In sitcom land, another fractured family

First Impressions CBS, 8-8:30 p.m. Saturday. Stars: Brad Garrett, Thom Sharp, and Brandy Gold. Producers: Fred Freeman and Lawrence Cohen. Co-producers: Frank Welker and Gordon Hunt. The family is in the spotlight in TV sitcoms just as it seems to be in politics. But traditional family units, as in ``Leave It to Beaver'' and ``The Partridge Family,'' are not quite trendy enough in these days of offbeat groupings. Witness ``Kate & Allie,'' ``Golden Girls,'' and ``Family Ties.''

Now CBS is desperately reaching for still another kind of family in its new interim summer-fall sitcom, ``First Impressions'':

A father and daughter are left to keep the home fires burning in Omaha when Mom leaves to ``find herself.''

A little late for relevance

How's that for relevance? About 10 years too late, you say? Well, TV doesn't want to be too far ahead of its audiences, you know.

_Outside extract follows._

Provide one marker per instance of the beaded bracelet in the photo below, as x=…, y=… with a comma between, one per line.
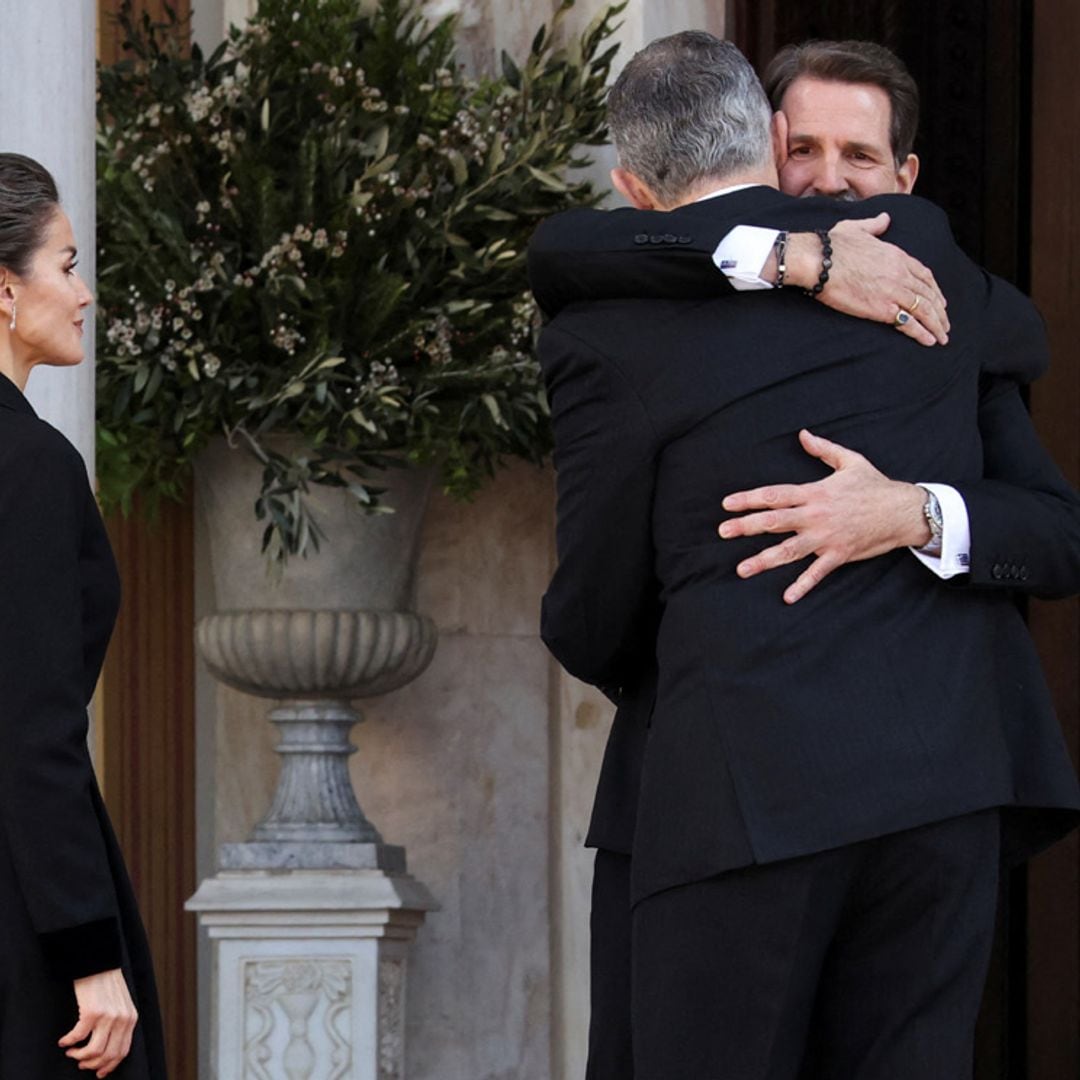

In this new, very temporary sitcom, just about all Dad has going for him is height. He's 6 feet, 9 inches and covers up his inability to feel emotions with sound effects, sight gags, impressions, and, well, lots of ``tall'' jokes.

Daughter knows best

There's also a precocious daughter, far wiser than Dad, who resents Mom's departure; an overambitious business partner; and a secretary whose book-burning father thinks ``Bambi'' is subversive.

In the course of the first two episodes I viewed, just about every male/female stereotype was given a superficial airing.

In its own bubble-headed way, ``First Impressions'' manages to be offensively sexist: Dad's just a big overgrown lovable kid, and there's no attempt to understand the wife's departure.

But after coping in the first two episodes with ``lovable'' Brad's playful impressions, viewers may well understand why she left.

``First Impressions'' has a likable star in Brad Garrett. It also has a determinedly offbeat premise, and it makes a blunt try at relevance, with its villainous, callous feminist wife.

But questions of relevance aside, the series lacks a few other essential contemporary ingredients as well: taste, wit, charm, and intelligence.

Arthur Unger is the Monitor's television critic.